Escola da praia da Almada |
Foi um choque para mim descobrir, há dez anos, o abandono em que se achava o litoral norte de São Paulo. Acompanhando meu marido, que é diretor do Instituto Geográfico e Geológico, eu entrara na mata, onde faziam levantamentos para fixação de divisas entre os Estados de São Paulo e Rio de Janeiro.

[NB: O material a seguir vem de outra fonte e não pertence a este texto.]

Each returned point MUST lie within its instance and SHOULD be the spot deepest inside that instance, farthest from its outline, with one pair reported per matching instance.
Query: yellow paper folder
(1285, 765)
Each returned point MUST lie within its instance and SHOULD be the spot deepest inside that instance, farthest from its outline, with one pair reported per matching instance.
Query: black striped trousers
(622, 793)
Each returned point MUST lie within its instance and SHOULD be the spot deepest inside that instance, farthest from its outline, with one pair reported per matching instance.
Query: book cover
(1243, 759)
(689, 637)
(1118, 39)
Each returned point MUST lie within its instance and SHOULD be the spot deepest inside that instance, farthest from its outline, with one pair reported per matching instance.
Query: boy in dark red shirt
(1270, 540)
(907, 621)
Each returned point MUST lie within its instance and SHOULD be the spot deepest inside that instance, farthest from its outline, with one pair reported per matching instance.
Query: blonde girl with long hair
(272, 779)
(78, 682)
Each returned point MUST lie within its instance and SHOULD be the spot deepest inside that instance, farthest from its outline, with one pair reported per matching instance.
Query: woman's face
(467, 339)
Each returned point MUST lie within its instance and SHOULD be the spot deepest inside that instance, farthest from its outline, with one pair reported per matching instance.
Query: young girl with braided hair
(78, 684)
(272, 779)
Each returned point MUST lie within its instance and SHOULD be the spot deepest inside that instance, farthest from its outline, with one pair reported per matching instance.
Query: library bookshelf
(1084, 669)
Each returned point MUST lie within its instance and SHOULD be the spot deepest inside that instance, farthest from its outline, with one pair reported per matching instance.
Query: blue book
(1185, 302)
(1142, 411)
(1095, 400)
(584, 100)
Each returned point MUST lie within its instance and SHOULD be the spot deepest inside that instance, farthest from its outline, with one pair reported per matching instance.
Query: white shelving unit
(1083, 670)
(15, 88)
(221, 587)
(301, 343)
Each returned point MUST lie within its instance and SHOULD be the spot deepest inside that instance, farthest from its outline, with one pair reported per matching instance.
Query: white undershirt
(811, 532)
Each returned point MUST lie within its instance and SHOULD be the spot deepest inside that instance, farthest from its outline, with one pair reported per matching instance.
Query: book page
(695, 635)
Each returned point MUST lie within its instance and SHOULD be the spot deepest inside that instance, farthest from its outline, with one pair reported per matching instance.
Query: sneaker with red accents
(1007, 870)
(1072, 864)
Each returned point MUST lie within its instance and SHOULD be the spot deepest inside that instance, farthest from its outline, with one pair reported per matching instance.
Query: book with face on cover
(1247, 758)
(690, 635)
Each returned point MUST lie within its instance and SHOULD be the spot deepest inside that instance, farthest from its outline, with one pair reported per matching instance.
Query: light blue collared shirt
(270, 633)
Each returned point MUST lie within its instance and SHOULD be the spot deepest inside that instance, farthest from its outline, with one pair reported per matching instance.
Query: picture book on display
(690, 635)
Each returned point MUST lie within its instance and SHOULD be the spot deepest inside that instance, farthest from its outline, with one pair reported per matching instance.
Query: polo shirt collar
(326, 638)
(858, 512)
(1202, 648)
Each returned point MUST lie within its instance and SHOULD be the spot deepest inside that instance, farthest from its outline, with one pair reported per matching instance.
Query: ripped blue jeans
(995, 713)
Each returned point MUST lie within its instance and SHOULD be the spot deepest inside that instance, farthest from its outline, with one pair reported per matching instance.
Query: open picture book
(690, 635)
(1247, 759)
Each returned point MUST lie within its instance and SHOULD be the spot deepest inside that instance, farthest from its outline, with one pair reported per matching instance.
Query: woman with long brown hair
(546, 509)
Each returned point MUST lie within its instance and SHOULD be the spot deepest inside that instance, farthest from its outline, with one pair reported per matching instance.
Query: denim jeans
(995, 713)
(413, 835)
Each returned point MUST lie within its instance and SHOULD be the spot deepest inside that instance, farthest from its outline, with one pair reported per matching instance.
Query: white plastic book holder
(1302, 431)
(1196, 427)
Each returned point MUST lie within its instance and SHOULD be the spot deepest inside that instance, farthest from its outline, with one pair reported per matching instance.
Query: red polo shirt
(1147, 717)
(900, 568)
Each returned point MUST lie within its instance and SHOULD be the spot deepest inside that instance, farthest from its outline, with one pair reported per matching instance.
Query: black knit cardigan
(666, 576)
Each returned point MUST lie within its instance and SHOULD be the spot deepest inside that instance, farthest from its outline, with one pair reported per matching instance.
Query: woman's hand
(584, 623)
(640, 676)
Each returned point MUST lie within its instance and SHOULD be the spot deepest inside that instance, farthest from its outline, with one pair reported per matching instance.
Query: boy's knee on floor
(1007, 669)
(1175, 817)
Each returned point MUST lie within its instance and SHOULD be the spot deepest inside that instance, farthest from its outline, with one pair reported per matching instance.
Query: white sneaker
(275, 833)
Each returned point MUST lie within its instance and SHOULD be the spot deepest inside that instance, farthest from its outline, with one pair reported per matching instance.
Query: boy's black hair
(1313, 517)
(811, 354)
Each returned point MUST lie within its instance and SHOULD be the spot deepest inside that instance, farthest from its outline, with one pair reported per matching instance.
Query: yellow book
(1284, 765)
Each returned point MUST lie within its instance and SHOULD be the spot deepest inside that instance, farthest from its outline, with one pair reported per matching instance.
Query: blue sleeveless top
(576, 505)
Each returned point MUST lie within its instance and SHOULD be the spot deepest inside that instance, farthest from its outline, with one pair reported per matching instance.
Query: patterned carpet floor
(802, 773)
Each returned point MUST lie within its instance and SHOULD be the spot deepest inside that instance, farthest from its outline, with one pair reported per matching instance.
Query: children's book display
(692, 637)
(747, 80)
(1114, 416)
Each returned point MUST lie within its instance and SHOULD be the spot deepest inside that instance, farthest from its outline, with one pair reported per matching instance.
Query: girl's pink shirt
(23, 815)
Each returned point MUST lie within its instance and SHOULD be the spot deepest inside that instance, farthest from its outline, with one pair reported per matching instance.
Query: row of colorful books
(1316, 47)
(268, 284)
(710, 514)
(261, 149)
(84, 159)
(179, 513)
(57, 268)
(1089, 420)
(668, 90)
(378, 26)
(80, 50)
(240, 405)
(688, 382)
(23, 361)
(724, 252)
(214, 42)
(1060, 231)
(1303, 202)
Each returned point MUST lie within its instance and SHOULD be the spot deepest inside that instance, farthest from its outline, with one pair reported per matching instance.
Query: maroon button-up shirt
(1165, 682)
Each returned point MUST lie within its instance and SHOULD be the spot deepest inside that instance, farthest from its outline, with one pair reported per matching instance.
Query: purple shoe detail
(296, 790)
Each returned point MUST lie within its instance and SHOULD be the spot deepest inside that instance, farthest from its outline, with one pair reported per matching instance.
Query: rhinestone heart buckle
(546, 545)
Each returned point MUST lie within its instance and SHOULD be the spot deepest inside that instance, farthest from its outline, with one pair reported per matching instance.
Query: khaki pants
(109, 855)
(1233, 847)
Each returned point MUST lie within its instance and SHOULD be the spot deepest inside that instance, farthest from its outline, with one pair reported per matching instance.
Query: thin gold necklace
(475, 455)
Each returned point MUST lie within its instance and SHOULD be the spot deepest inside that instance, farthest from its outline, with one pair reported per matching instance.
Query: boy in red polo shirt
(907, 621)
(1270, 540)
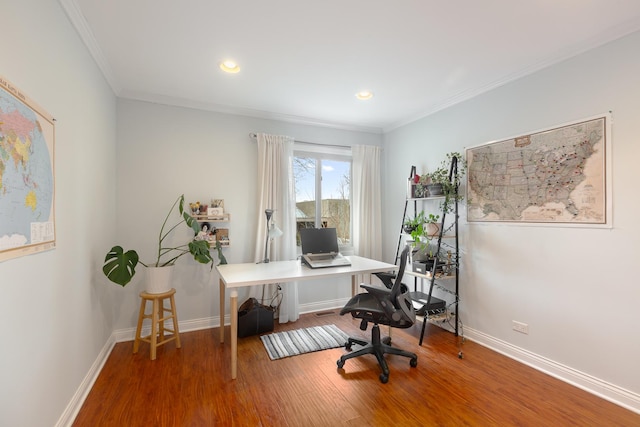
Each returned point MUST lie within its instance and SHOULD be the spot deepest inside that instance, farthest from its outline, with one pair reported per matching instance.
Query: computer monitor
(319, 240)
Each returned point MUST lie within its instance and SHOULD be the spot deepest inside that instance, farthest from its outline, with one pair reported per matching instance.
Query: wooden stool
(158, 329)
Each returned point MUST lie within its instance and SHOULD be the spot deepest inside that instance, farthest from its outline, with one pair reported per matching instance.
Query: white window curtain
(367, 209)
(276, 191)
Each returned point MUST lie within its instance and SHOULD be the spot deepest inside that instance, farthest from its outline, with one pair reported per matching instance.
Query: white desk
(241, 275)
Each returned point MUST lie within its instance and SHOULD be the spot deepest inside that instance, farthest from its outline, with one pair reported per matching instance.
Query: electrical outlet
(523, 328)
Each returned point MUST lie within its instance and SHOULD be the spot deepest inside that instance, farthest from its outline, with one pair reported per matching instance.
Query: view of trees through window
(323, 194)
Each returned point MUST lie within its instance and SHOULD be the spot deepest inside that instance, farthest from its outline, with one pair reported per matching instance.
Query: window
(323, 192)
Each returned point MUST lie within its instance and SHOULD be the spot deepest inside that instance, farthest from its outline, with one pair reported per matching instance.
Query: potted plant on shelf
(441, 185)
(120, 266)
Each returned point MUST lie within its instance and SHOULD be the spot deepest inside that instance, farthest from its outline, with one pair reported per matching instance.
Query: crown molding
(86, 35)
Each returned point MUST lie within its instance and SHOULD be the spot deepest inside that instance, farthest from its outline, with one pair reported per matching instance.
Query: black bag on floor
(254, 318)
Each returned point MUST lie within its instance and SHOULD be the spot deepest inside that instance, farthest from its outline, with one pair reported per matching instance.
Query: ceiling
(304, 61)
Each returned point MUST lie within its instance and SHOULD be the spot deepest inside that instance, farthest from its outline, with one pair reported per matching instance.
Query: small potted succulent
(120, 266)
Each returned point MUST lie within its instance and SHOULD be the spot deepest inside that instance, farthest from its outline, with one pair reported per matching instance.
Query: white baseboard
(72, 409)
(618, 395)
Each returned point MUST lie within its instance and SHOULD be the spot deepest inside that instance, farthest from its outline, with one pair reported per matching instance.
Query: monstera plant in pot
(120, 266)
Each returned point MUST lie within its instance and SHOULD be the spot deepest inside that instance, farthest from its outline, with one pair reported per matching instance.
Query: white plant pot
(433, 229)
(159, 279)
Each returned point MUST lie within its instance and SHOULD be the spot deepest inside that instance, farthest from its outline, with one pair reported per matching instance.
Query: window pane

A montanha chegava quase à beira da praia, que se espichava sem fim. Nesse cenário belo e grandioso, a população vivia em regime de fome, morando em casebres de pau barrado, cobertos de sapé, com uma esteira à guisa de cama, um banco tosco, um fogão de três pedras sobre as quais se equilibrava a única panela (muitas vezes de lata). Era essa gente que havíamos apelidado de caiçaras. A verdade, porém, é que Ubatuba, o principal centro da zona, cuja população de hoje orça pelos 1.500, já fora mais importante que Santos. Seu nome, no idioma tupi, significa local onde há abundância de caniços próprios para flechas. Fundada em 1600, dentro em breve tornou-se centro exportador e importador não só para a zona do Vale do Paraíba como para o interior de Minas. Os produtos de exportação desciam a serra em lombo de burro e as pedras de cantaria, seda, sal, louças e outras importações subiam do mesmo modo. Ubatuba tinha sua própria frota de barcos que faziam cabotagem até o Rio da Prata ou Pernambuco, levando os produtos dos engenhos de açúcar, das serrarias e das olarias que ali abundavam. O ouro de Minas Gerais seguia de caravela para Lisboa. Diversos foram os flibusteiros ou traficantes franceses ou ingleses que ali resolveram estabelecer-se ou, naufragados na costa, acabavam ficando. Muitos dos atuais caiçaras ainda exibem nomes e traços fisionômicos que denotam esse legado racial, de mistura com sua herança índia, negra e portuguesa.